There are some things that are just too huge for me to even tackle. However, I do feel qualified and compelled to take on my local government and the WFB. Please forgive yet another of my epistles/diatribes concerning the WFB. It doesn't take much to wind me up when it comes to the WFB. I've been fighting this thing for the last 25 years of my life and sometimes I don't feel that I have much life left.

on Handel! Of course the former Governor has been governor for two years!
I don't know though where he is going to get the money to do what he says he will do! He won't! Handel or Deal would do even less. They just want the job.

I support most of your actions, but not all of your "proposals."

Tell me how the Splost money for the WFB will be (not should be) spent if not for that road?

Roads need to be built before they are needed. Just as Georgia should have been doing something about water, bridges, dams, old Interstates, most school systems; and combining of county managements, Fire and police groups, erosion, foreclosed empty homes, jobs, etc.

These are city and county problems because that is where the people live that can make those improvements.

You made a good point in bringing up the deteriorating economic climate we're seeing. We are making noise about the WFB because we don't want to see $50,000,000 of our tax dollars wasted, especially in a bad economy. While Smith and Maxwell spoke in favor of the WFB, we don't know about the three remaining commissioners. For all we know, they may be more in favor of it than either one. Commissioners Frady and Maxwell attended the September 16, 2008 Open House Meeting where the WFB was presented to the public. Since Mr. Frady has not publicly spoken about the WFB since to my knowledge, it would appear that he favors it.

I agree that the money could well be put to better use, but once the wheels of politics start rolling, they're hard to stop. However, the law says that SPLOST dollars must go only to approved SPLOST projects. We, the taxpayers, approved a big package of SPLOST projects from which the commissioners selected the West Bypass. The WFB crosses eight wetlands, so by law, the U. S. Army Corps of Engineers must get involved, approving a 404 Permit to cross those wetlands. The Commissioners-elect have sent the Army a letter, explaining that they oppose the WFB, and were elected by the people because of their opposition. They also explained that the road was not in the public interest, and why they believe that the county will be defying certain environmental principles if the road goes through.

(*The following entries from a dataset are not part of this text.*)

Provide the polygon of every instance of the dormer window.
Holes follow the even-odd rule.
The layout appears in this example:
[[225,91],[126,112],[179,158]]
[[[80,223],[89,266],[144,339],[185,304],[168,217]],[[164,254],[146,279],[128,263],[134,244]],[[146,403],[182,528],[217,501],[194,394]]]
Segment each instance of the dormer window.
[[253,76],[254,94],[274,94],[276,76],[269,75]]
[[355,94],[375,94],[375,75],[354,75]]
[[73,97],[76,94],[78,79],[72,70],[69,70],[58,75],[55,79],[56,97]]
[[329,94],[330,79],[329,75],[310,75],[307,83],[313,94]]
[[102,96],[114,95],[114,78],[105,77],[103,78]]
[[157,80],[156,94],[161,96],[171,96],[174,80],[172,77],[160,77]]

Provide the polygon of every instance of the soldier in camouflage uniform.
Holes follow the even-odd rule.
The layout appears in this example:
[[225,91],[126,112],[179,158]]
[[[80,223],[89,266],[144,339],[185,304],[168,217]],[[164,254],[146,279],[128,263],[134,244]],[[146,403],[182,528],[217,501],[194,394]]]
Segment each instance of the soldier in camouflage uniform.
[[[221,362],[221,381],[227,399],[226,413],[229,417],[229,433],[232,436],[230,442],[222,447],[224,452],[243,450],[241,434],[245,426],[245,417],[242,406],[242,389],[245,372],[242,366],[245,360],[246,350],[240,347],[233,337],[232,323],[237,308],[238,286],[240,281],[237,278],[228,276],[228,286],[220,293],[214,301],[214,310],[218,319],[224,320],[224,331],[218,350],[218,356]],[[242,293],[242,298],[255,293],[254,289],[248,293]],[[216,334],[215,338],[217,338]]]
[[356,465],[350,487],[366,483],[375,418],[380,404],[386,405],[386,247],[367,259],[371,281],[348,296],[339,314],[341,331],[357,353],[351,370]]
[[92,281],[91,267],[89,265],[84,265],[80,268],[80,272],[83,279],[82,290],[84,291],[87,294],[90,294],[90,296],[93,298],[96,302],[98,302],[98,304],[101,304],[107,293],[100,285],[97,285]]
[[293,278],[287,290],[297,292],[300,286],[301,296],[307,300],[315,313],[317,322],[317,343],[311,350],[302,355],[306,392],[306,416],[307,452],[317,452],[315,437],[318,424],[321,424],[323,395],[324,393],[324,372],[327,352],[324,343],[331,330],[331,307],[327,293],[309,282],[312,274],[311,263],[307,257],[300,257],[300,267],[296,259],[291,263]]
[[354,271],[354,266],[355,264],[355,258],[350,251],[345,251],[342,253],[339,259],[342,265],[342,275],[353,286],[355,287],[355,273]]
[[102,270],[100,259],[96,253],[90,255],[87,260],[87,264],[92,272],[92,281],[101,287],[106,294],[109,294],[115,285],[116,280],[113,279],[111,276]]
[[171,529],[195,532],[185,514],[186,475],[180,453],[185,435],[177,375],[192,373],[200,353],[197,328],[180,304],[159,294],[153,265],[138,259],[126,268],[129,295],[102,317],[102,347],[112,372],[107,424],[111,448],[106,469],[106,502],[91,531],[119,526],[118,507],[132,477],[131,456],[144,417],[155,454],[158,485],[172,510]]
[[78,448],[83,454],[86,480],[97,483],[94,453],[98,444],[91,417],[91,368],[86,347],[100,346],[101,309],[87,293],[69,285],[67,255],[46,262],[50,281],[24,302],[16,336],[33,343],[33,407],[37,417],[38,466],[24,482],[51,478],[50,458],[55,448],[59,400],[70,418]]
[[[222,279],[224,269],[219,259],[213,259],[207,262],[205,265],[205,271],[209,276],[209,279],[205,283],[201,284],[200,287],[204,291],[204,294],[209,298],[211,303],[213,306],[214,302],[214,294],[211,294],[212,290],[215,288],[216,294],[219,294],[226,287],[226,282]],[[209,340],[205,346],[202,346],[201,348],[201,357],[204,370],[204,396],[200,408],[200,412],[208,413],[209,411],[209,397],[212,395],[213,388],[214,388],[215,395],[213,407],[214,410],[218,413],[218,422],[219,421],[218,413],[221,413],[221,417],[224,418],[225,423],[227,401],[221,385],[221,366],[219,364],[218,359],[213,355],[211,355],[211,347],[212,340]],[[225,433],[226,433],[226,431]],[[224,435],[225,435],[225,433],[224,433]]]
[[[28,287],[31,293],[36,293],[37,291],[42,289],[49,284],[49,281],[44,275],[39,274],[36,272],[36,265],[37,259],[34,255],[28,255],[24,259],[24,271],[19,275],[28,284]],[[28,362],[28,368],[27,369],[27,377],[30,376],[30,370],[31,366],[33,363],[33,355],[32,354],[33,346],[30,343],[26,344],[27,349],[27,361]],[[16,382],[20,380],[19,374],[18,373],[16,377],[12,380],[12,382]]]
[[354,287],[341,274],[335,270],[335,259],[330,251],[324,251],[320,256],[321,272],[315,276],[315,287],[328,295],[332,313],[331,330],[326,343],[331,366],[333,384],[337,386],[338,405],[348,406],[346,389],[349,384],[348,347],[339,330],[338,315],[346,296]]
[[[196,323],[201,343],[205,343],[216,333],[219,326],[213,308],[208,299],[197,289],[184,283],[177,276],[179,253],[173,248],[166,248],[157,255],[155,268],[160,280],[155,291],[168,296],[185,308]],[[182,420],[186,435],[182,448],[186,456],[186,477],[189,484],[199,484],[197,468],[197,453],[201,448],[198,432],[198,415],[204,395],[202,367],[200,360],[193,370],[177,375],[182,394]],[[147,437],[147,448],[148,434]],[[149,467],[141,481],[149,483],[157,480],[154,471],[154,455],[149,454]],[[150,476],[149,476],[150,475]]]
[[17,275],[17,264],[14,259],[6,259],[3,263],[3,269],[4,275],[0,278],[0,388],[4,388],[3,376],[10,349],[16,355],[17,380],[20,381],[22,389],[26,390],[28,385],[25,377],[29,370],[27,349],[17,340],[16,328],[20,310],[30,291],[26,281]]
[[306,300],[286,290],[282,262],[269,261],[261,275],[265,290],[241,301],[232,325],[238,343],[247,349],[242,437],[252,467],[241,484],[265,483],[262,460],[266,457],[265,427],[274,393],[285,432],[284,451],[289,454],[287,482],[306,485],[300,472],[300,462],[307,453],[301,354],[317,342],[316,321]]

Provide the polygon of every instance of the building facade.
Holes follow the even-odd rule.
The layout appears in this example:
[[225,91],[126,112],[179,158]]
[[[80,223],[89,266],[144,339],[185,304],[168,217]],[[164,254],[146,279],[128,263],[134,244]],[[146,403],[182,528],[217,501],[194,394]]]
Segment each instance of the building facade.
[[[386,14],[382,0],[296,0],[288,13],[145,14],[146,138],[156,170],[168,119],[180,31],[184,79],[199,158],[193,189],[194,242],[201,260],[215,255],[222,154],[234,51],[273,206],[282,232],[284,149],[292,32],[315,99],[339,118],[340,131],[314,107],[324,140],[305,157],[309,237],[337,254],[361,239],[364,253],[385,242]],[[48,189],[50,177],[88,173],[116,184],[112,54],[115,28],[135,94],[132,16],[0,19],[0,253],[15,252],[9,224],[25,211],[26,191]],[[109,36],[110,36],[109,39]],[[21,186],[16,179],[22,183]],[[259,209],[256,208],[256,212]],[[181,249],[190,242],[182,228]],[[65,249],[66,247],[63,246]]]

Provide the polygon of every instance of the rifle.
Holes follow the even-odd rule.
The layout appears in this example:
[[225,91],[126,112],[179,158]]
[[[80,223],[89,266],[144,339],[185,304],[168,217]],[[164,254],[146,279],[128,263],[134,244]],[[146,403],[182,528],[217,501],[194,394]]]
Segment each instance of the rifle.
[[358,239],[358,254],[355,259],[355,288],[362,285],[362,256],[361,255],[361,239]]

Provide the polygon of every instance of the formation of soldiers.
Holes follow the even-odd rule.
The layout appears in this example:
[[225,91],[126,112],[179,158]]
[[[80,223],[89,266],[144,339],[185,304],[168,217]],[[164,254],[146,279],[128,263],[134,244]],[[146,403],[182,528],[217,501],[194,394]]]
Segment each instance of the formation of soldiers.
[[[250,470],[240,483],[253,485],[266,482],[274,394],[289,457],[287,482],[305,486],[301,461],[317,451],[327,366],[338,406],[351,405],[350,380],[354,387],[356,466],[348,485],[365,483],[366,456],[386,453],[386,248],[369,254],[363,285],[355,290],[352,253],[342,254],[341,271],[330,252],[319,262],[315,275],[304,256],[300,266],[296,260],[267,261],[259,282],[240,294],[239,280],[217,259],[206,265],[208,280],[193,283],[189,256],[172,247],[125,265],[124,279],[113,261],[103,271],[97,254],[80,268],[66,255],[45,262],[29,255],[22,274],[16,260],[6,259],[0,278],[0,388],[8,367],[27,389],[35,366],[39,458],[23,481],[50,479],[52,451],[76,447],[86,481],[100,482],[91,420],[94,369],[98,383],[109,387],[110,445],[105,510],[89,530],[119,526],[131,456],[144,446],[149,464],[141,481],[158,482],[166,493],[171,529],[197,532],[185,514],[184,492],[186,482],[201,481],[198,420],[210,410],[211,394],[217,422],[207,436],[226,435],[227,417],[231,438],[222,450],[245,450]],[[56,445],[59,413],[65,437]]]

Other commenters have stated that roads must be built before they are needed. While that may be true, there must first be solid documentation that the selected route will effectively move projected traffic. Can you imagine how a two lane road in West Fayetteville ending nowhere will move enough traffic to relieve congestion in downtown Fayetteville? It's a joke. They may just as well have proposed a six lane tollway from Tyrone to Brooks to Woolsey in order to handle projected West and Southside growth.

Unfortunately, the sitting commissioners have been saying that the WFB is the answer to congestion, but refuse to discuss the specifics of how the selected route is the answer. That's why their handling of the road leaves so much to be desired. Nothing will ever improve until they are finally convinced that the public just won't put up with what they've been doing any more.

Yes, the econonmy, lost jobs, empty strip malls, residential building permits down to nil all need to be reviewed. I understand that Commissioners-elect McCarty and Brown are already taking a hard look at Fayette County's economy, and will make that a priority when they go into office.

But some folks just don't understand the value of a dollar.